Titré « Enfin une Assemblée qui nous ressemble », un dessin de Charlie Hebdo avait campé l’arrivée des premiers Insoumis au Palais Bourbon il y a sept ans : une troupe hirsute et dépenaillée qui demande d’une seule voix : « C’est par où la buvette ? » Dans l’hémicycle ils sont braillards et débraillés pour faire Peuple. Ils mettent le ÇA sur la table, au risque de la renverser. Pour la grande joie de ceux des spectateurs qui vont à la politique comme, enfants, ils allaient à Guignol.
Et c’est là qu’est le point de bascule. On peut penser que ces députés trahissent leur mépris de ceux qu’ils représentent. Mais on peut aussi concéder qu’il y a un public pour cela. Qui réclame des gladiateurs dans l’arène. D’ailleurs ces ultras trumpistes et ces insoumis énervés ont tous étaient réélus cette année. L’électorat est comme mithridatisé à l’outrance. Cette manière nouvelle ne serait donc que primitive ? Symptôme de la pulsion régressive qui saisit la politique devenue un spectacle comme un autre. Qui requiert un happening permanent.
Dans ce cas, pour orchestrer le bruit et la fureur, rien de tel que des bêtes de scène. En Argentine Javier Milei brandit une tronçonneuse et il est élu. Trump parade dans un camion poubelle et il est réélu. Mélenchon se multiplie en hologrammes imprécateurs. Il ne sera pas élu car la gauche est structurellement minoritaire chez nous. Jouant la politique du pire, son rêve est une fois Marine Le Pen devenue Reine de France (vu son âge à lui le plus tôt est le mieux ; il s’y emploie) il incarnera seul l’Opposition de Sa Majesté et sera le recours.
Pendant la Révolution les sections parisiennes venaient armées écouter Marat aux Cordeliers ou Robespierre aux Jacobins.
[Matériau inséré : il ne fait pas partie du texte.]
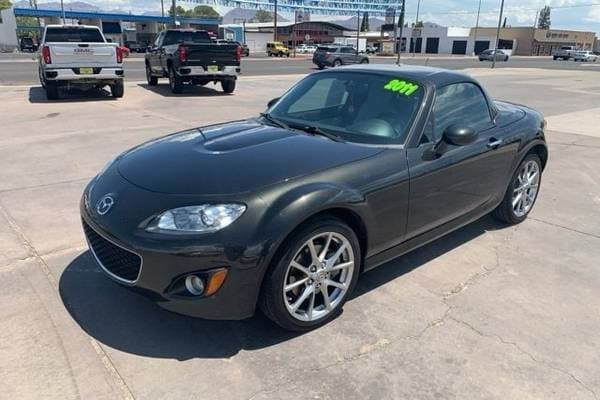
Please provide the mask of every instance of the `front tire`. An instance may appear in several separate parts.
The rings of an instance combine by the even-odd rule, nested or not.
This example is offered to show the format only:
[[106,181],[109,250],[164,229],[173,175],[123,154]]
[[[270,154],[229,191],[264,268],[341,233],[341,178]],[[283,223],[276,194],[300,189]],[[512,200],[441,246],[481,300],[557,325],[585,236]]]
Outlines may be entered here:
[[361,249],[354,231],[336,218],[300,227],[265,275],[259,305],[284,329],[307,331],[336,318],[356,286]]
[[533,209],[541,183],[542,162],[536,154],[528,154],[513,174],[502,203],[492,215],[511,225],[523,222]]

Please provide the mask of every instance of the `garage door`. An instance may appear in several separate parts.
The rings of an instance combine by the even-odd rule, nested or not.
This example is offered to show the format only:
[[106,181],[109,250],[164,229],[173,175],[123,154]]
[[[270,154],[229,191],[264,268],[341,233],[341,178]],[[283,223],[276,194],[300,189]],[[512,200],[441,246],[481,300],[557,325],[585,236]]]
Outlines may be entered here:
[[425,53],[437,54],[440,51],[440,38],[427,38],[425,42]]
[[455,40],[452,42],[452,54],[467,54],[467,41]]

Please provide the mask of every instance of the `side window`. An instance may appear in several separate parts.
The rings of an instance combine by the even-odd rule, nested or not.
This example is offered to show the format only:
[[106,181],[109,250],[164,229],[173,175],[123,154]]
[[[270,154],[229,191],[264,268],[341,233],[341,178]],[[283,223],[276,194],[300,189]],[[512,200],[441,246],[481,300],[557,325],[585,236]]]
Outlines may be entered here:
[[492,124],[490,109],[481,89],[472,83],[456,83],[438,89],[433,106],[433,139],[439,140],[450,125],[475,131]]

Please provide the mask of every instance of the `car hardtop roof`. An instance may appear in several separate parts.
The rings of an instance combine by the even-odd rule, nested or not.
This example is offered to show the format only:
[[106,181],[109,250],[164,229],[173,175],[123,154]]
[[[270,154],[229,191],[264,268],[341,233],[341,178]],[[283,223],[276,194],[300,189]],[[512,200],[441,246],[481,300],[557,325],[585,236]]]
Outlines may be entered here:
[[415,82],[430,83],[435,86],[445,86],[455,82],[474,82],[474,79],[469,75],[460,72],[418,65],[398,66],[396,64],[358,64],[342,68],[334,68],[319,73],[342,71],[388,75],[392,78],[409,79],[414,80]]

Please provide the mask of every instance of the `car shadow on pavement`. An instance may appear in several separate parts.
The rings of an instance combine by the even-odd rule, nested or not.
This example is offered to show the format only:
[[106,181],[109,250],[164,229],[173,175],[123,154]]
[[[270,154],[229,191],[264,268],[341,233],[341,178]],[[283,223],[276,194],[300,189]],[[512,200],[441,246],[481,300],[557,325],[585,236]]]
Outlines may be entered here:
[[[350,301],[358,301],[361,295],[502,227],[485,217],[369,271],[361,276]],[[165,311],[108,279],[89,251],[65,268],[59,292],[65,308],[91,337],[111,348],[146,357],[228,358],[240,350],[261,349],[300,335],[280,329],[260,312],[244,321],[210,321]]]
[[165,97],[210,97],[210,96],[231,96],[233,93],[225,93],[221,90],[220,85],[211,85],[210,86],[201,86],[201,85],[184,85],[183,93],[173,93],[171,92],[171,88],[167,83],[159,83],[156,86],[150,86],[147,83],[139,83],[138,86],[154,92],[156,94],[160,94]]
[[46,91],[43,87],[37,86],[29,89],[29,102],[30,103],[72,103],[72,102],[84,102],[84,101],[98,101],[98,100],[112,100],[116,101],[117,98],[113,97],[106,89],[90,89],[90,90],[78,90],[71,89],[70,91],[60,90],[60,97],[58,100],[48,100],[46,98]]

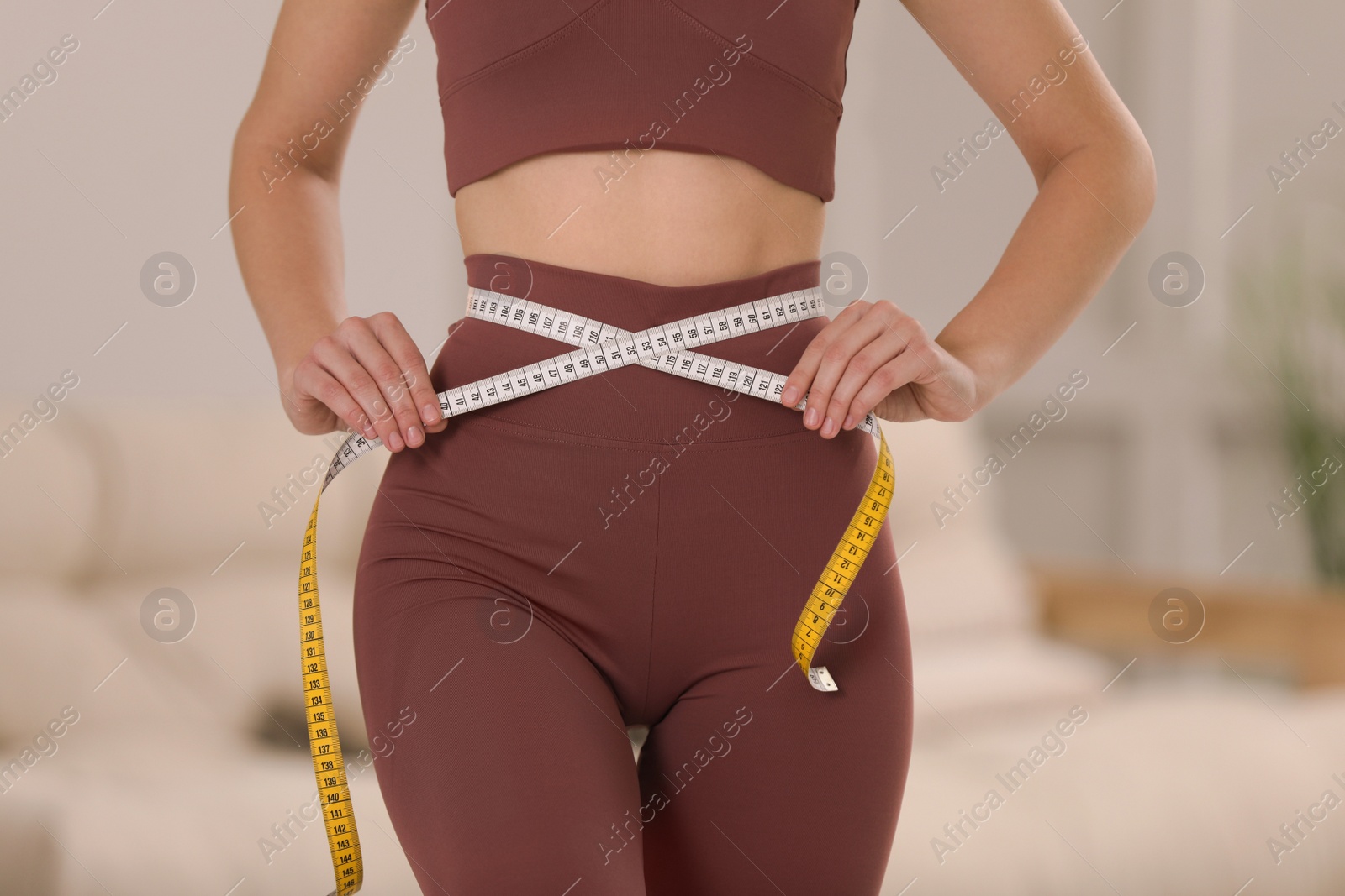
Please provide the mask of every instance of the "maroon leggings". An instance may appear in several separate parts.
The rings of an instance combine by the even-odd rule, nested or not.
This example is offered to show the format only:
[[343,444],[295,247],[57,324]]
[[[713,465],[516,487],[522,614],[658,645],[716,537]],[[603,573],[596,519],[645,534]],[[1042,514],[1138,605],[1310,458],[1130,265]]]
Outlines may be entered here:
[[[631,332],[819,273],[659,286],[465,263],[472,286]],[[787,373],[826,322],[702,351]],[[464,318],[430,379],[566,351]],[[452,418],[393,455],[359,559],[355,657],[422,892],[878,893],[912,724],[886,528],[818,649],[839,692],[814,690],[791,657],[876,458],[858,430],[823,439],[798,411],[638,365]],[[629,725],[650,728],[639,764]]]

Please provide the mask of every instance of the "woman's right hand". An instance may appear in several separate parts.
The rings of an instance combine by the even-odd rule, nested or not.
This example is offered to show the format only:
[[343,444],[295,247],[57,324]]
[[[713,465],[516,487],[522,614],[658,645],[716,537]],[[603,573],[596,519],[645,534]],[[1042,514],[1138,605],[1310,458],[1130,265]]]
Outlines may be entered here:
[[401,451],[448,426],[425,359],[391,312],[343,320],[281,373],[280,387],[291,422],[308,435],[344,422]]

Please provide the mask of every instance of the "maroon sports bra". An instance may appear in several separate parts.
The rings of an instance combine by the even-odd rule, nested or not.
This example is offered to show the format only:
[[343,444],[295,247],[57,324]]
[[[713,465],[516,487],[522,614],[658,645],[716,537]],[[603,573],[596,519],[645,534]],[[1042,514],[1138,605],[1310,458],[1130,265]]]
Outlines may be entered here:
[[858,0],[426,0],[448,191],[545,152],[734,156],[831,201]]

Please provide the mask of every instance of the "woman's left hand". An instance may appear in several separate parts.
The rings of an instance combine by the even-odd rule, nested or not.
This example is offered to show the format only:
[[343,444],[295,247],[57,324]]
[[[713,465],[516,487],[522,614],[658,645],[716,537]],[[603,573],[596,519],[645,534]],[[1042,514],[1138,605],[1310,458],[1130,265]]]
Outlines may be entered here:
[[874,411],[908,423],[964,420],[976,408],[976,376],[892,302],[854,301],[803,351],[780,396],[803,424],[833,438]]

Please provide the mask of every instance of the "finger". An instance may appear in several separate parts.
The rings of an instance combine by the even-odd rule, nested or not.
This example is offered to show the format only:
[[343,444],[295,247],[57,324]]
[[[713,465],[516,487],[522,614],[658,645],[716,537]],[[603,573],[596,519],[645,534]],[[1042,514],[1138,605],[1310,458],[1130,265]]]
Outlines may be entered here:
[[799,356],[799,363],[794,365],[794,371],[784,380],[784,391],[780,394],[781,404],[794,408],[808,394],[808,388],[812,386],[812,379],[822,365],[822,359],[827,348],[841,333],[863,316],[865,305],[865,302],[858,301],[850,302],[835,316],[835,320],[830,321],[812,337],[807,348],[803,349],[803,355]]
[[[346,326],[346,324],[342,325]],[[401,451],[406,443],[402,442],[402,437],[397,431],[397,418],[389,410],[387,402],[383,400],[382,390],[355,359],[346,341],[336,337],[319,340],[313,345],[313,357],[359,403],[383,445],[393,451]]]
[[374,314],[369,322],[374,334],[378,336],[378,341],[383,344],[401,369],[402,382],[410,390],[410,402],[420,414],[421,423],[432,433],[444,429],[447,426],[444,412],[440,410],[438,396],[434,395],[434,388],[430,386],[425,357],[408,334],[406,328],[402,326],[395,314]]
[[364,438],[374,438],[377,431],[344,386],[317,364],[300,364],[295,368],[295,390],[300,395],[311,395],[325,404],[346,426]]
[[822,365],[818,368],[818,375],[812,379],[812,387],[808,391],[808,410],[803,412],[806,427],[816,429],[823,438],[831,438],[841,431],[845,406],[837,408],[838,412],[831,408],[831,396],[841,383],[841,377],[854,356],[896,325],[898,317],[904,317],[904,314],[892,302],[869,305],[863,317],[841,333],[823,352]]
[[[846,410],[845,429],[850,430],[858,426],[859,420],[869,411],[877,407],[882,399],[897,394],[898,390],[904,390],[897,394],[898,404],[904,408],[907,396],[912,396],[909,400],[913,402],[913,394],[911,390],[905,390],[905,387],[909,383],[917,382],[921,376],[928,376],[928,372],[927,359],[920,357],[920,353],[916,351],[907,351],[893,357],[876,369],[859,391],[855,392]],[[923,410],[919,407],[911,410],[919,411],[919,415],[909,419],[924,419],[925,414]],[[898,419],[904,420],[907,418],[902,416]]]
[[[855,396],[861,390],[868,388],[866,383],[873,382],[873,377],[882,369],[889,361],[902,355],[907,355],[907,363],[911,360],[921,359],[928,355],[929,337],[925,334],[924,328],[920,322],[912,317],[907,317],[897,322],[896,326],[884,330],[878,334],[878,339],[873,340],[863,348],[861,348],[853,359],[850,359],[849,367],[846,367],[845,373],[841,376],[841,382],[837,384],[835,390],[831,392],[831,400],[827,404],[827,420],[835,424],[835,430],[830,430],[823,424],[823,435],[829,431],[839,431],[854,429],[854,424],[863,419],[863,415],[869,410],[882,400],[884,395],[880,395],[873,400],[869,407],[862,411],[855,412]],[[928,360],[928,359],[925,359]],[[937,361],[937,359],[935,359]],[[917,364],[923,361],[916,360]],[[927,367],[927,376],[928,369]],[[888,373],[880,377],[880,382],[874,386],[881,386],[886,380]],[[897,386],[902,386],[904,382],[893,383],[888,386],[890,392]],[[873,391],[873,390],[870,390]]]
[[346,336],[351,355],[355,356],[359,365],[363,367],[364,371],[374,379],[374,383],[378,384],[379,395],[387,406],[391,426],[399,441],[404,441],[412,447],[422,445],[425,442],[425,434],[421,429],[420,411],[417,411],[416,406],[412,403],[410,391],[406,388],[406,382],[402,379],[401,368],[397,361],[393,360],[387,348],[382,344],[382,341],[379,341],[378,336],[370,326],[370,322],[356,318],[356,322],[351,324]]

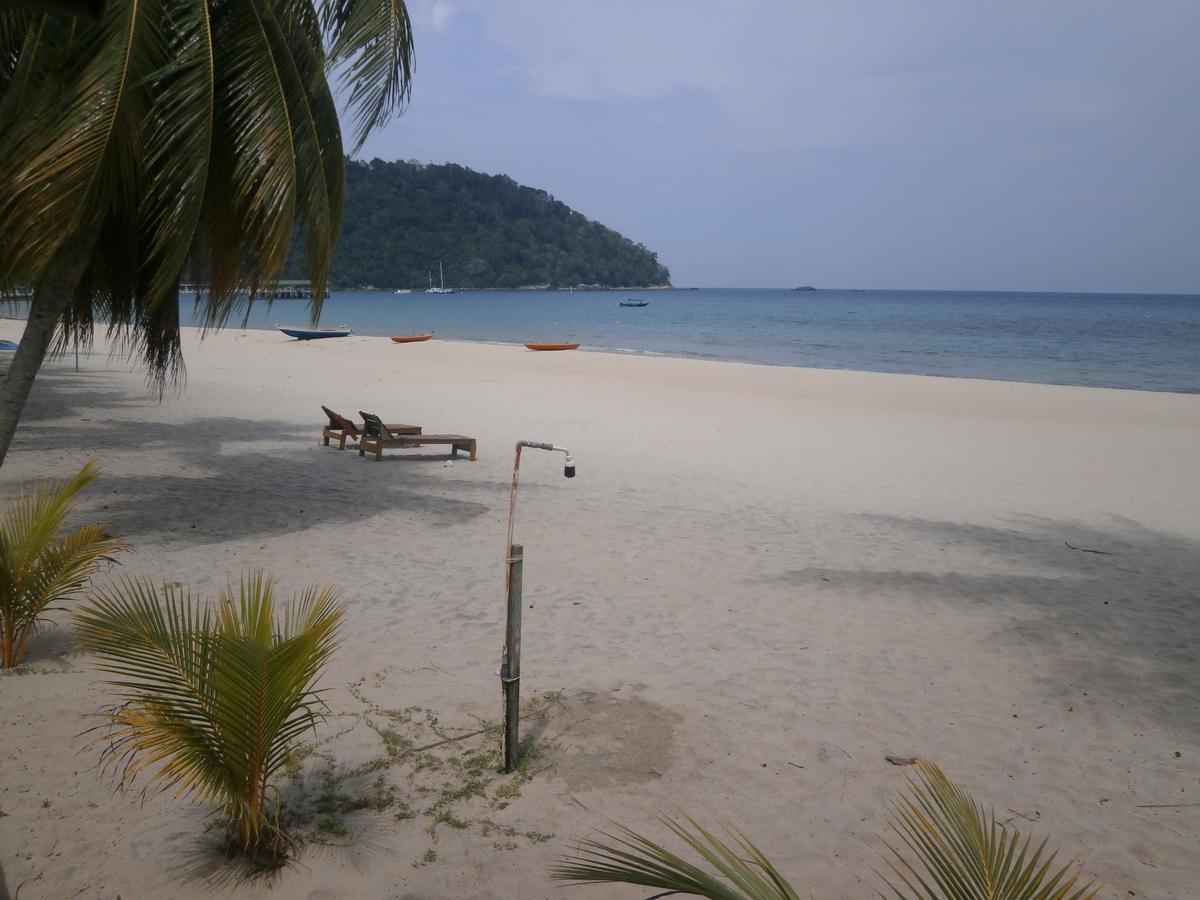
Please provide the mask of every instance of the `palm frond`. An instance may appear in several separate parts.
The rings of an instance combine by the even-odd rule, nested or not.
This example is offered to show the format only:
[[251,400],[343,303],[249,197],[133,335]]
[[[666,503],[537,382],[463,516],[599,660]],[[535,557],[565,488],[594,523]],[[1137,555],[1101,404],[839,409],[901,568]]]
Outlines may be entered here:
[[329,64],[342,70],[358,125],[354,149],[408,102],[413,82],[413,26],[402,0],[330,0],[324,25]]
[[126,548],[103,524],[60,534],[78,493],[98,476],[89,462],[74,478],[19,494],[0,516],[0,666],[19,664],[52,605],[82,590],[101,563]]
[[[1085,900],[1099,888],[1080,884],[1072,863],[1055,868],[1049,839],[1033,845],[976,803],[928,760],[894,804],[889,829],[908,850],[887,844],[888,868],[910,894],[887,881],[896,896],[954,900]],[[882,896],[882,894],[881,894]]]
[[338,643],[332,589],[275,599],[262,574],[214,610],[170,584],[126,580],[76,617],[84,647],[113,676],[102,758],[122,785],[140,774],[197,802],[218,804],[230,841],[252,851],[288,841],[268,787],[299,737],[322,718],[314,684]]
[[[589,838],[562,858],[553,877],[575,883],[623,883],[716,900],[798,900],[770,860],[742,832],[730,827],[732,842],[716,838],[694,820],[660,820],[708,868],[689,862],[629,828],[607,840]],[[901,848],[887,844],[888,866],[900,886],[883,878],[895,900],[1091,900],[1099,893],[1080,884],[1073,863],[1055,868],[1048,839],[1031,838],[998,823],[961,787],[928,760],[918,780],[895,800],[889,827]],[[910,856],[902,852],[906,848]],[[882,877],[882,876],[881,876]],[[660,894],[658,896],[665,896]]]
[[136,130],[122,112],[157,56],[148,6],[157,0],[119,0],[98,24],[43,20],[29,86],[0,122],[22,148],[0,157],[0,270],[36,281],[70,234],[136,190]]
[[799,900],[779,870],[736,828],[728,828],[731,846],[688,816],[682,822],[659,821],[713,871],[622,827],[617,834],[601,833],[606,841],[581,841],[576,852],[554,868],[553,877],[575,883],[642,884],[712,900]]

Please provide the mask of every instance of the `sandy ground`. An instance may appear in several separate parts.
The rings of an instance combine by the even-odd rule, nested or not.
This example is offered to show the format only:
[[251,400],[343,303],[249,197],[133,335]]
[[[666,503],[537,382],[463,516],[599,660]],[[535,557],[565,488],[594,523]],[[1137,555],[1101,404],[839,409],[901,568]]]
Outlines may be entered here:
[[[52,626],[0,677],[22,900],[644,896],[547,872],[676,810],[869,896],[911,773],[887,755],[1051,832],[1105,896],[1198,895],[1200,396],[235,331],[186,359],[161,404],[103,353],[48,366],[0,491],[97,457],[79,520],[126,572],[341,588],[331,716],[281,780],[305,846],[251,877],[204,809],[114,791],[82,736],[109,695]],[[320,403],[479,461],[320,446]],[[494,733],[389,756],[500,716],[518,438],[578,464],[522,467],[526,770],[496,774]]]

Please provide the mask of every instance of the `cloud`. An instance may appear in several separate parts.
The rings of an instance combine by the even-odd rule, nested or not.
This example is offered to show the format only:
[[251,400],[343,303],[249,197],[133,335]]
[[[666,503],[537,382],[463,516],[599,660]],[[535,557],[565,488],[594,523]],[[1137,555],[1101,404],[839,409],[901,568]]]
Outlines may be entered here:
[[434,0],[433,8],[430,10],[430,22],[438,31],[445,30],[450,24],[456,10],[450,0]]

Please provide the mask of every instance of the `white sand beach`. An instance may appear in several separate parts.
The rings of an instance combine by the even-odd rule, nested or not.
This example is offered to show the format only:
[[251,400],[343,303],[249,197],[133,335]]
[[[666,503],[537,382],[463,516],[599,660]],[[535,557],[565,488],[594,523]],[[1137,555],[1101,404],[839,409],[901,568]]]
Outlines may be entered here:
[[[548,872],[679,810],[816,898],[870,896],[912,774],[888,755],[1051,833],[1103,896],[1196,896],[1200,396],[264,331],[187,330],[185,359],[162,403],[103,348],[48,364],[0,493],[97,458],[77,520],[134,551],[106,577],[337,586],[330,716],[282,780],[305,844],[247,878],[205,809],[115,792],[83,734],[109,694],[56,613],[0,676],[20,900],[640,898]],[[323,446],[320,404],[479,460]],[[534,758],[496,774],[494,732],[389,757],[500,718],[522,438],[578,469],[522,463]]]

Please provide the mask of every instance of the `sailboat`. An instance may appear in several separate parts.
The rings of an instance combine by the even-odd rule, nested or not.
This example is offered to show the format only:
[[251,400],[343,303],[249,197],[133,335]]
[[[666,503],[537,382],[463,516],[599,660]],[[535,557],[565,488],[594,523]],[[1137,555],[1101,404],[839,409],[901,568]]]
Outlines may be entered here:
[[445,275],[442,272],[442,260],[440,259],[438,260],[438,282],[439,282],[440,287],[433,287],[433,272],[430,272],[430,289],[426,290],[425,293],[426,294],[452,294],[452,293],[455,293],[454,288],[448,288],[446,287]]

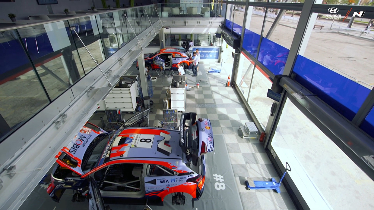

Parfois des coups de feu retentissaient dans le couvent des Cordeliers. On tirait en direction du toit où des chouettes attroupées faisaient du raffût, couvrant la voix des orateurs. Les volatiles s’échappaient mais il arrivait que, touché par la mitraille, un saint de plâtre bascule de sa stèle et se fracasse dans les travées. Aujourd’hui, c’est la Démocratie Représentative qui bascule sous l’effet des artisans du chaos.